The teachings of yoga are quite clear, as were those of Gautama Buddha, we suffer – or lack happiness – because of attachments to our desires and the mental obstacles that get in our way.  Patanjali has some great lists in the Yoga Sutras, he actually enumerates mental obstacles to “yoga”. He tells us how pessimism, doubt, and lack of a calm mind are a big part of the problem. He alludes to breath as the way in, but doesn’t tell us how to use it specifically. This is where lineage-based teachings are helpful, they can reveal the techniques.

The next question I posed to students was, “How does yoga help us find peace, happiness, love, etc.?”

Because those who study with me are such brilliant blossoming yogis they knew the answers:

  • Cultivating awareness
  • Bringing elements of stillness into our practice
  • Building stability through practice
  • Working mindfully with breath while doing physical practice
  • Using breath ratios (inhale : exhale) to affect the mind
  • Understanding the flow of prana, first to purify the physical and mental bodies, then to heal
  • Using pranayama to affect change
  • Meditating

I do have amazing students!  They understand how the science of yoga can establish in us this amazing list of desires: happiness, joy, peace, love, clarity, ease, grace…. But it is how we practice yoga that makes a difference.

The way much of yoga is taught these days is perpetuating our lack of happiness, clarity,  and ease.

Many who are teaching yoga don’t really understand it beyond the physical practice. Group classes become about  pushing participants on a physical level to achieve certain complicated poses, to do yet another vinyasa flow, having them hold poses for longer than is helpful or not long enough to experience, or to sweat profusely in an extremely hot room. With these approaches yoga may be replicating the imbalances in our lives, those very things that keep us from happiness.  It may be exacerbating some of the issues we hoped to fix through yoga.

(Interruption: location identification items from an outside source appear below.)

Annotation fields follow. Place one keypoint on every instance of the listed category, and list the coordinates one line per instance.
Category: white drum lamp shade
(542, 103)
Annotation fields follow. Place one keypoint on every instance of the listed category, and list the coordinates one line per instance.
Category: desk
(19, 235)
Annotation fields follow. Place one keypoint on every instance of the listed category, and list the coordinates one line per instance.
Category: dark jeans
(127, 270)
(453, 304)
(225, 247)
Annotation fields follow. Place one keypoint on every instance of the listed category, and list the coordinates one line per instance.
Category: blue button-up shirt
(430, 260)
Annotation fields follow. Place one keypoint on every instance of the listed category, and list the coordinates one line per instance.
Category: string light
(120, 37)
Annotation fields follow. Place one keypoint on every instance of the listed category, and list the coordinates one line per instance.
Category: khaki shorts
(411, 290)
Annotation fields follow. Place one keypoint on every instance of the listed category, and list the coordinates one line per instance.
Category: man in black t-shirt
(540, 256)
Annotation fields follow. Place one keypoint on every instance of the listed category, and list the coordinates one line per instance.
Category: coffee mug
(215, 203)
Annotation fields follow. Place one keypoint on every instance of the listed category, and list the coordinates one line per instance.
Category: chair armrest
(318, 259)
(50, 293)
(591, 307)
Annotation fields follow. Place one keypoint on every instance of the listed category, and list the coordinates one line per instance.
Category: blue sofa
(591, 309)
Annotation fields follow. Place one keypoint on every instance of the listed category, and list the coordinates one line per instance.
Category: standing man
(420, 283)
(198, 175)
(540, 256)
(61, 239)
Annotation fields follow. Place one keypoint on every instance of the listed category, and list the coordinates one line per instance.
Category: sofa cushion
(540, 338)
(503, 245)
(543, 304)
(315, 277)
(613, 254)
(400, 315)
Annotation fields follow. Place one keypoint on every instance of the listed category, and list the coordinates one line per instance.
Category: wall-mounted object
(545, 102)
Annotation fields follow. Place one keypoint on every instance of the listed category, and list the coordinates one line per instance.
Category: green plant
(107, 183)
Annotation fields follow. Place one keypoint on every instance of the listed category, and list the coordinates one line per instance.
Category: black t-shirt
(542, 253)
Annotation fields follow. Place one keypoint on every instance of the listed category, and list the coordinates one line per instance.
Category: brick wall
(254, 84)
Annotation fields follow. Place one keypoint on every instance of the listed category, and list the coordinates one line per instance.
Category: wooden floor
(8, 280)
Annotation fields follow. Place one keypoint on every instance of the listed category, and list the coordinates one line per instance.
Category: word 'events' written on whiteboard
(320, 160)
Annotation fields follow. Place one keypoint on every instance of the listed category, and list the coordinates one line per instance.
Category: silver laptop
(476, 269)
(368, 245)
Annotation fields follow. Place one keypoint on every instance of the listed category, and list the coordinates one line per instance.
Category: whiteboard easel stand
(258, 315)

Students identified something esle: When we begin to “go in” it is challenging work. This is why the vast majority of us never do it. When we start to move through some of the stuff of the unconscious, much of which is not so pleasant, we face our darkness head on. This is why our practice, our approach to yoga, is so crucial; we need to cultivate stillness, our capacity to be in awareness or witness mode, and to let the “stuff” presents itself without becoming rattled by it. We simply observe it and let it go. As this process unfolds our lives become less driven by the dark stuff, the unhelpful stuff in our unconscious, but more by the light within, the light we are cultivating each and everytime we practice.

Over time and with practice we begin to “be” in the world differently. This is yoga! We’ve become so transfixed on doing yoga that we don’t seem to understand how to be in the state of yoga.

In time we are able to rest in meditation, to hold the mind still (it’s work trust me!) and find those moments of clarity. It’s here where answers to some of the challenges that plague us may be found. It is here where we find a connection to the deeper part of our Being. It is here where we set the foundations for our Self Mastery.

Yoga is big. Have fun with the fancy-physical-fixation approach, but remember there is more. Find teachers who can assist you in your own unique journey. We can – and must – honour the work of the Sages and the gifts they’ve given us. The Tradition of Yoga is much bigger and richer than we realize. Getting a glimpse in is all the proof you need.